Monday, July 18, 2016

Black Music Matters


You sit down at the restaurant table. The setting is lovely, the menu looks tantalizing, there is a pleasant buzz in the room and you’re hungry and ready for a memorable meal. Then the music comes on, that droning disco beat you dread. End of the evening’s pleasure. Extraordinary how many eating establishments have terrible musical taste—or want to attract people with terrible musical tastes.

But last night, went across the street to a beautiful outdoor terrace, full moon shining on the Mediterranean waters below, the couple at the table next to us in culinary ecstasy and recommending some dishes, the quiet murmur of pleasant table talk—and then the music came on.

And miracle of miracles! It was Billie Holiday singing Blue Moon. Then Ella singing Mack the Knife, Natalie Cole Unforgettable, Sarah Vaughan Smoke Gets in Your Eyes. And on it went, the playlist from heaven. Instead of interrupting the ambience, it completed it. Of course, I would have been fine with Italian accordion music or opera, but if American cultural imperialism had to come to Sicily, I can think of no finer choice. (Incidentally, haven’t seen a single Starbucks or McDonalds here. Hooray!).

Words cannot convey how perfectly these women singers framed a meal on a summer’s night on an island by the sea. 45 minutes of great song after great song while the moon shone down on the waters—All of Me, Over the Rainbow, April in Paris and Autumn in New York sung in July in Siracusa. Then it morphed into some doo-wop music from the 50’s and ramped up with some Chuck Berry and Fats Domino and the Temptations and beyond. Still a treat.

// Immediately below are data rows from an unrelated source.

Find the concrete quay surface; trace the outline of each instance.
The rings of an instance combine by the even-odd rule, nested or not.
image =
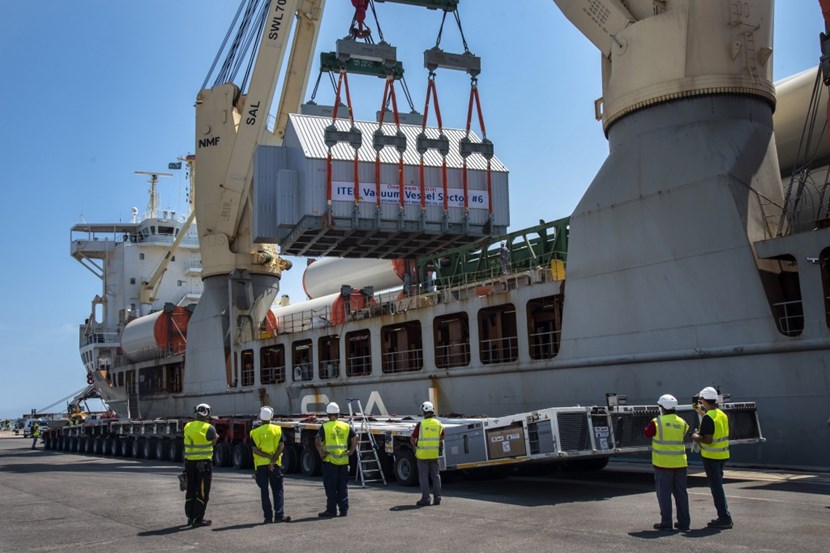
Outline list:
[[[440,506],[417,488],[350,487],[346,518],[321,519],[322,481],[285,479],[287,524],[262,524],[251,471],[216,469],[207,518],[184,526],[180,466],[30,449],[0,434],[0,552],[251,551],[429,553],[826,552],[830,474],[729,470],[731,530],[715,517],[706,478],[690,469],[692,529],[658,532],[651,468],[613,461],[600,472],[447,479]]]

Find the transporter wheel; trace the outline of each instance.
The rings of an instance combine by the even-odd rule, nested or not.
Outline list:
[[[181,438],[174,438],[170,441],[170,461],[179,463],[182,460],[182,452],[184,451],[184,443]]]
[[[237,443],[231,452],[231,463],[235,469],[247,469],[254,465],[254,457],[248,444]]]
[[[227,442],[219,442],[213,446],[213,465],[228,467],[231,464],[231,448]]]
[[[132,457],[133,456],[133,438],[122,438],[121,439],[121,456],[122,457]]]
[[[104,438],[104,455],[107,457],[115,455],[118,447],[118,442],[112,436]]]
[[[61,443],[60,443],[60,450],[61,451],[69,451],[69,436],[61,436]]]
[[[300,448],[293,444],[285,446],[282,452],[282,470],[285,474],[294,474],[300,470]]]
[[[159,461],[170,460],[170,440],[159,438],[156,440],[156,459]]]
[[[562,469],[568,472],[592,472],[602,470],[608,465],[608,457],[595,457],[594,459],[579,459],[565,461]]]
[[[411,449],[395,452],[395,480],[401,486],[414,486],[418,483],[418,462]]]
[[[70,453],[75,453],[78,451],[78,438],[76,436],[72,436],[69,438],[69,450]]]
[[[98,438],[94,437],[94,436],[87,436],[86,437],[86,452],[89,453],[90,455],[95,454],[95,441],[97,439]]]
[[[132,446],[133,457],[136,459],[144,457],[144,438],[135,438]]]
[[[300,470],[304,476],[320,476],[323,472],[323,460],[316,449],[304,447],[300,454]]]
[[[103,436],[95,436],[95,439],[92,441],[92,452],[95,455],[102,455],[104,453],[104,437]]]
[[[155,459],[156,458],[156,440],[155,438],[146,438],[142,440],[144,443],[142,444],[144,447],[142,448],[142,457],[145,459]]]

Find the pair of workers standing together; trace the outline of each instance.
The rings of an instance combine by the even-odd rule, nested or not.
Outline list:
[[[677,415],[677,399],[671,394],[657,400],[660,416],[655,417],[644,433],[652,439],[651,460],[660,522],[655,530],[688,531],[691,525],[687,476],[685,437],[689,424]],[[732,515],[723,491],[723,466],[729,459],[729,419],[718,409],[718,391],[706,387],[693,399],[693,407],[700,415],[700,427],[692,434],[693,450],[700,450],[703,469],[712,491],[717,518],[709,521],[709,528],[732,528]],[[672,496],[677,507],[677,522],[672,526]]]
[[[432,481],[432,505],[441,503],[441,476],[438,458],[443,449],[444,428],[434,418],[435,408],[431,402],[421,405],[424,420],[412,432],[412,445],[418,460],[421,481],[419,506],[430,505],[430,480]],[[188,526],[209,526],[204,518],[210,496],[211,459],[213,446],[218,434],[210,424],[210,406],[202,403],[196,406],[196,420],[184,427],[185,454],[185,515]],[[340,407],[331,402],[326,406],[329,420],[320,426],[315,445],[323,460],[323,487],[326,490],[326,510],[320,517],[345,517],[349,512],[349,458],[358,447],[358,437],[350,424],[338,420]],[[260,489],[262,512],[265,523],[289,522],[291,517],[284,512],[283,473],[280,470],[285,440],[282,428],[271,424],[274,410],[262,407],[259,418],[262,424],[251,430],[252,452],[256,483]],[[273,502],[271,498],[273,497]]]

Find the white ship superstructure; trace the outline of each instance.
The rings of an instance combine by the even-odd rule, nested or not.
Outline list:
[[[124,374],[116,376],[113,367],[129,362],[122,351],[125,328],[147,326],[135,333],[132,348],[141,360],[160,359],[180,353],[176,344],[186,326],[171,325],[170,334],[154,336],[155,325],[142,325],[148,318],[158,319],[165,306],[177,313],[195,305],[202,293],[201,261],[195,225],[185,228],[185,218],[173,211],[160,217],[137,220],[133,209],[130,223],[80,223],[70,232],[70,251],[84,267],[101,281],[101,292],[92,298],[90,312],[80,326],[80,353],[87,370],[87,381],[95,384],[107,402],[123,400]],[[171,246],[179,233],[186,235],[175,251]],[[160,279],[150,303],[142,303],[141,289],[170,252],[164,278]],[[178,328],[177,328],[178,327]],[[155,334],[158,334],[156,332]],[[119,382],[118,379],[121,379]],[[145,377],[148,385],[151,375]],[[171,373],[167,378],[174,379]],[[179,376],[180,378],[180,376]],[[131,383],[143,384],[144,378]]]

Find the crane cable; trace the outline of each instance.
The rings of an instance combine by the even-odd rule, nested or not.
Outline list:
[[[69,395],[68,395],[68,396],[66,396],[66,397],[62,397],[62,398],[60,398],[58,401],[56,401],[56,402],[54,402],[54,403],[51,403],[51,404],[47,405],[46,407],[44,407],[44,408],[42,408],[42,409],[38,409],[36,412],[37,412],[37,413],[43,413],[43,412],[45,412],[45,411],[48,411],[49,409],[51,409],[51,408],[52,408],[52,407],[54,407],[55,405],[57,405],[57,404],[59,404],[59,403],[63,403],[64,401],[67,401],[67,400],[69,400],[69,399],[72,399],[73,397],[77,396],[78,394],[80,394],[81,392],[83,392],[84,390],[87,390],[87,389],[89,389],[89,386],[84,386],[83,388],[81,388],[81,389],[80,389],[80,390],[78,390],[77,392],[73,392],[73,393],[69,394]]]
[[[796,153],[795,163],[793,164],[794,170],[792,175],[790,176],[790,182],[787,185],[787,190],[784,194],[784,206],[781,210],[781,217],[778,220],[778,229],[775,234],[776,236],[783,235],[782,233],[784,232],[785,221],[788,218],[794,219],[796,215],[796,212],[798,210],[798,204],[801,203],[802,196],[804,193],[804,186],[806,184],[807,177],[809,176],[810,166],[815,161],[816,149],[820,146],[821,141],[824,139],[824,135],[827,130],[827,125],[825,124],[822,127],[820,136],[818,137],[816,143],[811,144],[811,139],[813,134],[815,133],[815,128],[818,122],[821,86],[822,72],[821,68],[819,68],[816,73],[815,83],[813,84],[813,91],[810,95],[810,103],[807,109],[807,119],[804,121],[804,127],[801,131],[801,138],[798,143],[798,150]],[[804,161],[801,162],[801,159],[804,159]],[[796,182],[798,183],[798,186],[796,187],[795,198],[793,198],[793,187],[795,186]],[[822,186],[821,193],[819,196],[818,211],[816,213],[817,219],[820,219],[821,216],[821,208],[824,204],[824,197],[826,195],[827,187],[828,181],[827,178],[825,178],[825,182]],[[792,207],[790,207],[791,203]],[[827,211],[828,213],[830,213],[830,199],[828,199]]]

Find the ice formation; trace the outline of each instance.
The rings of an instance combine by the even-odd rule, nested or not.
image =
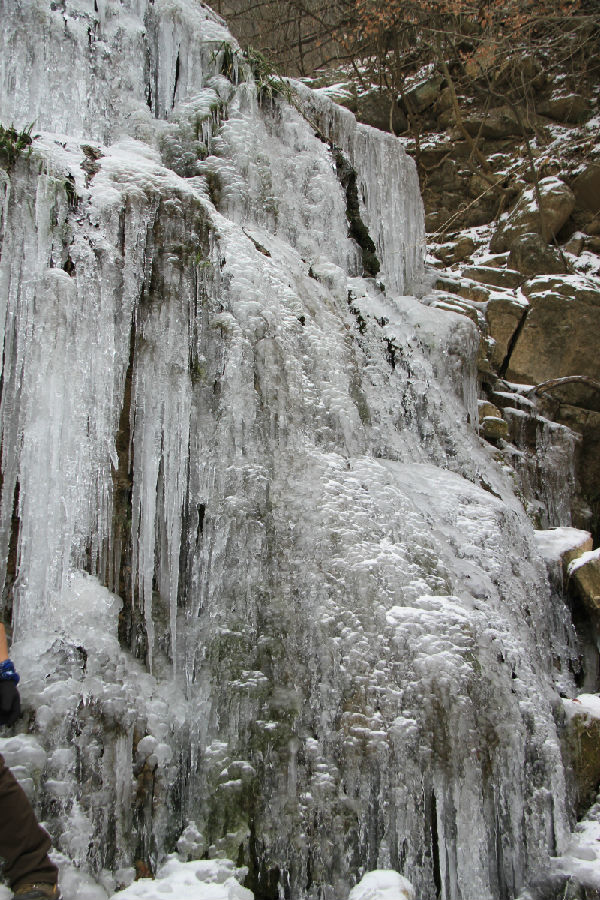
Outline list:
[[[107,894],[178,850],[265,900],[514,897],[566,846],[576,649],[476,329],[410,296],[414,166],[195,0],[0,23],[38,135],[0,170],[4,749],[57,848]]]

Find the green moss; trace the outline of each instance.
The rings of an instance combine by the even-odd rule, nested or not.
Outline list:
[[[358,372],[353,372],[350,379],[350,397],[358,410],[360,421],[363,425],[371,424],[371,413],[367,398],[360,386],[360,376]]]
[[[24,131],[17,131],[12,125],[9,128],[0,125],[0,163],[6,169],[12,169],[21,153],[26,151],[27,156],[31,153],[31,145],[37,137],[32,137],[32,128],[33,124]]]
[[[252,658],[254,639],[243,626],[238,629],[223,628],[208,646],[211,669],[231,680],[240,678]]]
[[[238,72],[237,52],[231,46],[229,41],[223,41],[217,52],[220,56],[219,70],[221,72],[221,75],[224,75],[225,78],[228,78],[229,81],[235,84],[235,82],[237,81]]]
[[[259,50],[249,47],[244,58],[250,66],[252,77],[256,83],[256,95],[259,103],[281,97],[291,103],[292,89],[288,82],[271,65]]]
[[[348,218],[348,234],[354,238],[362,251],[362,265],[365,274],[373,278],[381,268],[377,259],[377,248],[373,243],[369,229],[360,215],[358,202],[358,189],[356,187],[356,171],[350,165],[342,151],[338,147],[331,148],[337,176],[346,193],[346,216]]]
[[[208,196],[210,198],[210,202],[213,204],[215,209],[218,209],[221,203],[221,192],[223,190],[221,177],[218,172],[209,170],[205,173],[205,178],[208,187]]]
[[[202,384],[206,381],[207,369],[201,365],[198,360],[190,364],[190,380],[193,385]]]

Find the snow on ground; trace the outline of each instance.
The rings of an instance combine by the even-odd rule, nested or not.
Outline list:
[[[391,869],[375,869],[352,888],[348,900],[414,900],[410,881]]]
[[[88,876],[74,870],[59,858],[63,900],[107,900],[109,894]],[[228,859],[204,859],[181,862],[171,856],[158,870],[156,878],[140,878],[110,900],[253,900],[254,895],[238,879],[245,869],[236,869]],[[0,900],[10,900],[11,892],[0,886]],[[376,869],[368,872],[350,891],[348,900],[415,900],[413,887],[398,872]]]
[[[252,892],[236,879],[236,875],[245,874],[245,869],[236,870],[228,859],[181,862],[172,856],[158,870],[156,878],[140,878],[124,891],[113,894],[113,898],[164,900],[173,896],[186,900],[252,900]]]
[[[574,700],[563,700],[568,719],[582,713],[591,719],[600,719],[600,696],[598,694],[579,694]]]
[[[552,861],[552,871],[600,890],[600,803],[577,823],[564,855]]]

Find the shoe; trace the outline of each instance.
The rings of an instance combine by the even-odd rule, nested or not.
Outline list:
[[[56,884],[23,884],[12,900],[61,900],[61,896]]]

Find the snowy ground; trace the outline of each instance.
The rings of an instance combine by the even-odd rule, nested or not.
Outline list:
[[[64,858],[61,864],[63,900],[106,900],[109,894],[87,876],[73,870]],[[245,870],[235,869],[228,859],[181,862],[170,857],[155,879],[141,878],[124,890],[111,893],[111,900],[252,900],[253,894],[239,883]],[[11,892],[0,886],[0,900],[10,900]],[[352,889],[349,900],[415,900],[412,885],[397,872],[385,869],[368,872]]]

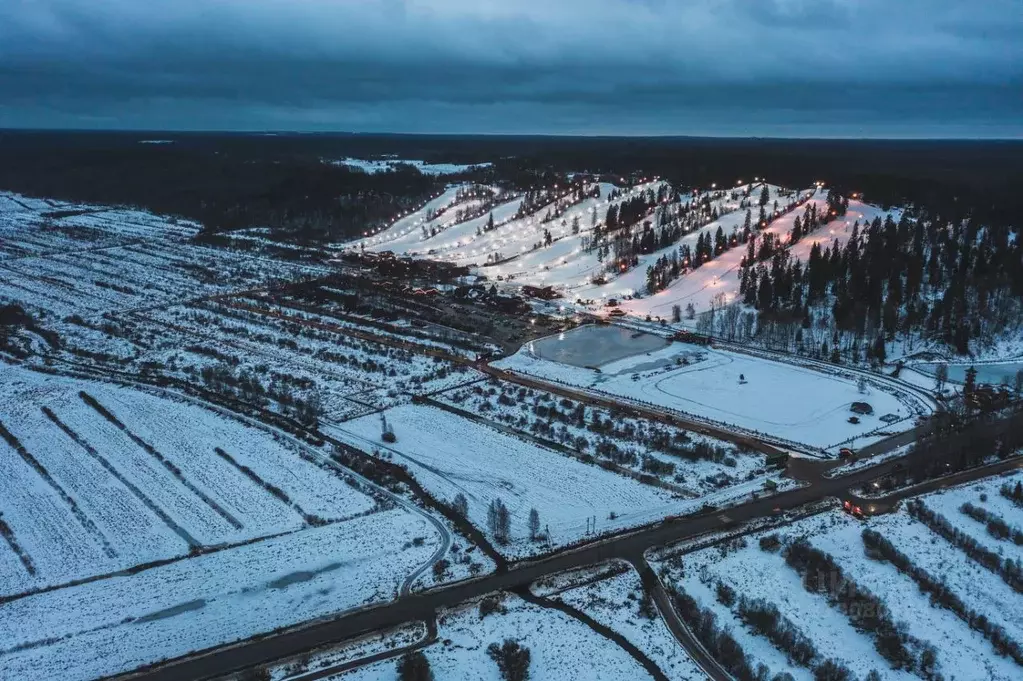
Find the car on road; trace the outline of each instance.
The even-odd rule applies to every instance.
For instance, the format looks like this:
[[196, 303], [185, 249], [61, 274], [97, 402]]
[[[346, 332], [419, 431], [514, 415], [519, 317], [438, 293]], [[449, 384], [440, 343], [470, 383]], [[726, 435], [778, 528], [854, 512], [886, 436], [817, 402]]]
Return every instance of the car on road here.
[[863, 514], [863, 509], [852, 503], [851, 501], [845, 501], [842, 504], [842, 510], [851, 515], [854, 518], [864, 520], [866, 516]]
[[842, 447], [841, 449], [838, 450], [838, 458], [839, 459], [851, 459], [855, 455], [856, 455], [856, 452], [854, 452], [853, 450], [849, 449], [848, 447]]

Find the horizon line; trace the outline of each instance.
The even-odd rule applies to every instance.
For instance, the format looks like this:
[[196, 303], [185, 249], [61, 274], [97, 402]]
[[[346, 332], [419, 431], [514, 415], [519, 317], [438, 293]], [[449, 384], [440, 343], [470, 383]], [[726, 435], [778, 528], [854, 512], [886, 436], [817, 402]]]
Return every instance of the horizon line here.
[[288, 130], [288, 129], [229, 129], [229, 128], [63, 128], [63, 127], [5, 127], [7, 133], [64, 133], [64, 134], [163, 134], [163, 135], [239, 135], [239, 136], [335, 136], [335, 137], [483, 137], [483, 138], [549, 138], [549, 139], [649, 139], [649, 140], [731, 140], [731, 141], [791, 141], [791, 142], [1023, 142], [1023, 133], [1016, 137], [968, 136], [788, 136], [788, 135], [687, 135], [668, 133], [551, 133], [551, 132], [386, 132], [352, 130]]

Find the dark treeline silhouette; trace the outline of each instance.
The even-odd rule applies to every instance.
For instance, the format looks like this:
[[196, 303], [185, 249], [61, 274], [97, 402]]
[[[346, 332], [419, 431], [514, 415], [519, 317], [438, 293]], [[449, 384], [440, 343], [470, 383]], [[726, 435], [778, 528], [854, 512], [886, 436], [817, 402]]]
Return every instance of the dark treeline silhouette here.
[[[153, 139], [173, 143], [139, 143]], [[0, 131], [0, 188], [138, 205], [214, 229], [269, 224], [336, 236], [393, 217], [441, 184], [411, 170], [360, 176], [321, 162], [390, 154], [492, 162], [449, 179], [518, 191], [572, 171], [659, 175], [680, 187], [751, 176], [798, 187], [824, 180], [881, 205], [908, 201], [949, 220], [1003, 224], [1023, 211], [1021, 152], [1021, 142], [974, 141]]]
[[138, 206], [209, 231], [270, 227], [278, 238], [310, 241], [358, 235], [444, 186], [408, 167], [368, 174], [312, 154], [274, 154], [261, 138], [139, 143], [153, 137], [0, 133], [0, 188]]

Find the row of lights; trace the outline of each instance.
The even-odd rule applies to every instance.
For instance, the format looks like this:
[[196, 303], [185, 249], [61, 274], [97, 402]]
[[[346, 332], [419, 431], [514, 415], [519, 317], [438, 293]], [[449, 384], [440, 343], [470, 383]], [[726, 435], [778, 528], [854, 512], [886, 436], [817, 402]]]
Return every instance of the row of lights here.
[[[624, 181], [624, 180], [623, 180], [623, 181]], [[645, 182], [645, 181], [646, 181], [646, 180], [645, 180], [645, 178], [644, 178], [644, 182]], [[633, 188], [632, 190], [630, 190], [630, 192], [629, 192], [629, 193], [628, 193], [628, 194], [627, 194], [626, 196], [632, 196], [632, 195], [634, 195], [634, 194], [637, 194], [637, 193], [643, 192], [643, 191], [645, 191], [645, 190], [646, 190], [646, 189], [645, 189], [645, 187], [644, 187], [644, 186], [637, 186], [637, 187]], [[564, 197], [566, 197], [566, 196], [568, 196], [568, 194], [564, 194], [564, 195], [562, 195], [562, 196], [560, 196], [560, 197], [558, 197], [558, 198], [559, 198], [559, 199], [561, 199], [561, 198], [564, 198]], [[597, 204], [597, 205], [596, 205], [595, 207], [596, 207], [596, 208], [602, 208], [602, 207], [605, 207], [605, 206], [608, 206], [608, 205], [610, 205], [610, 203], [611, 203], [611, 202], [610, 202], [609, 200], [605, 200], [605, 201], [602, 201], [602, 202], [598, 203], [598, 204]], [[573, 218], [573, 219], [574, 219], [574, 218], [576, 218], [576, 217], [582, 217], [582, 216], [583, 216], [583, 212], [582, 212], [582, 211], [576, 211], [575, 213], [572, 213], [571, 215], [567, 216], [567, 218]], [[532, 232], [532, 234], [530, 234], [530, 233], [529, 233], [529, 232], [527, 231], [527, 229], [525, 229], [525, 228], [524, 228], [524, 229], [521, 229], [521, 230], [520, 230], [520, 231], [518, 232], [518, 234], [519, 234], [520, 236], [523, 236], [523, 237], [532, 237], [532, 236], [535, 236], [535, 235], [536, 235], [536, 234], [537, 234], [537, 233], [539, 232], [539, 228], [538, 228], [538, 227], [539, 227], [539, 225], [540, 225], [540, 224], [542, 224], [542, 223], [539, 223], [539, 222], [538, 222], [538, 219], [537, 219], [536, 217], [530, 217], [530, 218], [527, 218], [527, 219], [525, 219], [525, 220], [524, 220], [524, 222], [525, 222], [525, 226], [526, 226], [527, 228], [528, 228], [528, 227], [532, 227], [532, 226], [537, 226], [537, 229], [534, 229], [534, 230], [533, 230], [533, 232]], [[553, 230], [553, 232], [552, 232], [552, 233], [558, 233], [558, 234], [560, 234], [561, 236], [565, 236], [565, 235], [567, 235], [567, 234], [569, 233], [570, 227], [569, 227], [568, 225], [566, 225], [566, 226], [565, 226], [564, 228], [560, 228], [560, 229], [559, 229], [559, 227], [560, 227], [560, 226], [556, 226], [556, 227], [555, 227], [555, 229]], [[507, 230], [505, 230], [505, 231], [507, 232]], [[437, 250], [442, 250], [442, 251], [443, 251], [443, 250], [452, 250], [452, 249], [454, 249], [454, 248], [458, 248], [458, 246], [459, 246], [459, 245], [467, 246], [467, 245], [469, 245], [469, 244], [470, 244], [471, 242], [475, 241], [475, 240], [476, 240], [477, 238], [480, 238], [480, 237], [476, 237], [476, 236], [470, 237], [470, 238], [466, 239], [466, 240], [465, 240], [464, 242], [462, 242], [461, 244], [459, 244], [459, 243], [458, 243], [458, 242], [456, 241], [456, 242], [455, 242], [455, 244], [453, 244], [453, 245], [451, 245], [451, 246], [447, 246], [447, 247], [439, 247], [439, 248], [438, 248]], [[496, 244], [494, 244], [494, 247], [492, 247], [492, 248], [480, 248], [480, 249], [474, 249], [474, 250], [472, 250], [472, 251], [470, 251], [470, 252], [466, 252], [466, 251], [458, 251], [458, 252], [454, 253], [454, 254], [453, 254], [453, 256], [454, 256], [454, 258], [456, 258], [456, 259], [460, 259], [460, 258], [466, 258], [466, 257], [468, 257], [468, 256], [469, 256], [470, 254], [471, 254], [471, 255], [474, 255], [474, 256], [475, 256], [475, 255], [480, 255], [480, 254], [483, 254], [483, 253], [487, 253], [487, 252], [492, 252], [492, 251], [495, 251], [495, 250], [497, 250], [497, 249], [499, 249], [499, 248], [501, 248], [501, 247], [504, 247], [504, 246], [505, 246], [505, 245], [507, 245], [507, 244], [508, 244], [508, 241], [506, 241], [506, 240], [503, 240], [503, 239], [502, 239], [502, 240], [498, 241], [498, 242], [497, 242]], [[525, 252], [527, 252], [528, 250], [529, 250], [529, 247], [528, 247], [528, 246], [526, 246], [526, 245], [522, 245], [522, 246], [520, 246], [520, 252], [522, 252], [522, 253], [525, 253]], [[581, 250], [581, 249], [580, 249], [580, 250]], [[573, 251], [573, 253], [575, 253], [575, 251]], [[440, 255], [433, 255], [433, 256], [428, 256], [428, 257], [430, 257], [431, 259], [437, 260], [437, 259], [440, 259], [440, 257], [441, 257], [441, 256], [440, 256]], [[497, 271], [497, 270], [495, 270], [495, 272], [496, 272], [496, 271]]]

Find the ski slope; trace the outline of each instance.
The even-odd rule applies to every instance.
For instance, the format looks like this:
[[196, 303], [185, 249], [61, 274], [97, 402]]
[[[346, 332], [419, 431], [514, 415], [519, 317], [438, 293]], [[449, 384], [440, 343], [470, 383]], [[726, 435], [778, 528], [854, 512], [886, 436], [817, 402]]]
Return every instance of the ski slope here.
[[[677, 253], [682, 246], [692, 249], [701, 238], [713, 238], [718, 229], [726, 236], [733, 230], [741, 230], [746, 217], [746, 207], [742, 205], [744, 197], [748, 200], [754, 220], [759, 211], [757, 193], [764, 186], [769, 194], [768, 208], [774, 203], [784, 208], [792, 202], [805, 200], [806, 205], [814, 204], [821, 214], [827, 209], [827, 190], [817, 185], [794, 193], [784, 187], [763, 183], [719, 190], [721, 195], [711, 203], [719, 215], [716, 220], [693, 229], [670, 246], [640, 255], [638, 265], [626, 272], [609, 272], [607, 257], [600, 258], [598, 249], [586, 248], [592, 234], [593, 212], [596, 212], [598, 220], [603, 221], [610, 205], [623, 203], [642, 192], [656, 193], [663, 185], [664, 182], [660, 180], [640, 184], [625, 191], [614, 201], [609, 201], [607, 196], [615, 187], [603, 183], [600, 185], [599, 198], [585, 199], [568, 208], [564, 215], [548, 222], [543, 222], [543, 217], [552, 204], [525, 217], [516, 218], [522, 205], [522, 199], [517, 198], [493, 209], [496, 227], [489, 232], [482, 232], [489, 220], [489, 211], [478, 218], [451, 224], [454, 211], [465, 205], [455, 204], [459, 188], [452, 187], [419, 211], [401, 218], [380, 234], [355, 245], [365, 245], [370, 251], [390, 250], [396, 255], [426, 257], [476, 267], [479, 274], [504, 282], [505, 287], [516, 292], [524, 285], [551, 286], [567, 300], [583, 301], [590, 309], [599, 309], [604, 301], [613, 298], [621, 303], [621, 309], [627, 314], [670, 318], [676, 305], [681, 308], [692, 305], [695, 312], [700, 313], [712, 306], [728, 305], [737, 299], [740, 266], [746, 254], [742, 246], [731, 248], [705, 262], [653, 295], [646, 293], [646, 276], [651, 265], [664, 256], [670, 257]], [[737, 194], [734, 198], [733, 191]], [[698, 193], [685, 194], [678, 201], [685, 204], [698, 198]], [[448, 207], [449, 210], [432, 221], [426, 219], [427, 211], [441, 207]], [[789, 253], [793, 259], [806, 262], [814, 244], [820, 243], [822, 248], [835, 242], [844, 245], [855, 223], [859, 222], [862, 226], [886, 214], [877, 206], [852, 200], [848, 213], [842, 219], [804, 235], [799, 243], [789, 249]], [[801, 215], [801, 209], [784, 213], [757, 234], [772, 234], [785, 245], [790, 240], [795, 218]], [[893, 211], [893, 217], [898, 218], [897, 211]], [[576, 218], [579, 220], [579, 231], [573, 234], [572, 223]], [[427, 231], [436, 229], [437, 233], [424, 236], [423, 227]], [[638, 225], [633, 226], [633, 233], [637, 228]], [[546, 232], [550, 233], [552, 239], [547, 246], [544, 245]], [[593, 279], [598, 275], [606, 283], [594, 284]]]
[[[462, 187], [451, 186], [440, 196], [427, 201], [417, 211], [396, 220], [390, 227], [382, 232], [355, 243], [356, 248], [365, 246], [369, 251], [404, 251], [422, 239], [422, 227], [431, 225], [433, 221], [427, 220], [426, 216], [435, 213], [445, 206], [455, 203], [455, 196]], [[442, 216], [443, 217], [443, 216]], [[369, 236], [368, 234], [365, 236]]]
[[[807, 205], [814, 203], [818, 211], [827, 208], [826, 193], [818, 191], [813, 195]], [[792, 226], [796, 216], [801, 216], [801, 210], [793, 211], [772, 222], [766, 229], [759, 232], [763, 234], [774, 234], [783, 244], [788, 243], [792, 233]], [[810, 251], [815, 243], [820, 243], [824, 249], [837, 241], [840, 246], [845, 245], [852, 236], [853, 225], [858, 221], [862, 226], [864, 223], [873, 221], [875, 217], [884, 217], [885, 211], [877, 206], [850, 201], [849, 211], [841, 221], [830, 222], [811, 234], [806, 234], [799, 243], [790, 248], [789, 253], [793, 259], [802, 260], [804, 263], [810, 258]], [[897, 216], [896, 216], [897, 217]], [[746, 249], [737, 247], [725, 251], [718, 257], [704, 263], [699, 269], [679, 278], [663, 291], [658, 291], [652, 296], [637, 300], [622, 302], [622, 309], [636, 316], [650, 315], [652, 317], [671, 317], [672, 307], [678, 305], [685, 308], [692, 304], [697, 314], [709, 310], [711, 304], [717, 307], [727, 305], [736, 300], [739, 296], [739, 275], [742, 259], [746, 255]], [[641, 270], [637, 276], [646, 277], [646, 268]], [[604, 287], [606, 288], [606, 287]]]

I couldn’t help but think, as I do so often, of what a gift these musicians have given to the world. How many first kisses or slow dances at the junior prom or road trips across the U.S. are accompanied by this soundtrack of American music, how deeply these songs and artists have steeped in the depths of our unique American identity, forming an essential part of who we are and both accompanying and releasing the deep emotions in our lives. How many foreign-born have heard something they wanted and needed so that the entire set of party music played by the German-Austrian student-teacher band at the Orff Institut in Salzburg came from the good ole U.S.A.

And yet none of us can be proud of that without paying our dues. Please note that every single artist who serenaded me at the dinner table was black and all the styles of music played last night and earlier at the Institut were originated by black folks in the United States. Indeed, I’d venture to say that 90% of the music that people in the U.S. listen to was either created and performed directly by black artists—from Louis Armstrong to Michael Jackson, from Duke Ellington to James Brown, from Bessie Smith to Kanye West—or by those white imitators who owed their lives and livelihoods to the black innovators—Elvis, the Beatles, the Rolling Stones, Eminem, Madonna, Justin Bieber, Taylor Swift, etc. etc. and yet again etc.

Perhaps there are some who listen exclusively to the European symphonic tradition, but even here there is Golliwog’s Cakewalk and The New World Symphony and Steve Reich’s West-African inspired work. Country music? They’re playing the drum set invented by New Orleans jazz musicians and don’t forget Charlie Pride. Old-time Appalachian music? There’s Doc Watson singing the blues. And shall we mention spirituals, gospel, blues in all its many incarnations, New Orleans jazz, swing jazz, bebop, cool, Latin jazz, bossa nova, jazz rock and beyond? Rhythm ‘n’ blues, rock ‘n roll, Motown, funk, pop, rap, hip-hop and beyond? Or perhaps you like salsa, samba, rhumba, cumbia, reggae? All children of the African diaspora.

What dues shall we pay for these pleasures? It’s quite simple. If Black Music Matters, then Black Lives Matter also and stop all the semantic quibbling. Every single one of these musicians—and I mean every single one of these musicians, without exception–suffered from the constant assault of a culture steeped in racism. Miles Davis beat up by police for talking to a white woman outside the club where he was playing, Billie Holiday arrested on her deathbed, Thelonious Monk denied his cabaret card (and years of his livelihood) by the police, Nat King Cole beat up on stage in Birmingham in the middle of a concert for a white audience, the countless denied a meal or a room at the hotel in the South where they performed. Every one—and again, every one— of these musicians has not one story, but hundreds to tell. And we white folks get to sit back and snap our fingers or feel our hearts melt with the beauty of the music performed and created by the people we as a culture have treated—and continue to treat—so badly. How can this be?

What will change things around? Here’s a suggestion: all black music banned and accessible only if the listener has proved in some way that they care and are actively working for the social justice we all deserve. That’s the price of the ticket. Until then, we go into a drought of remarkable music to bring home the point. Shall we?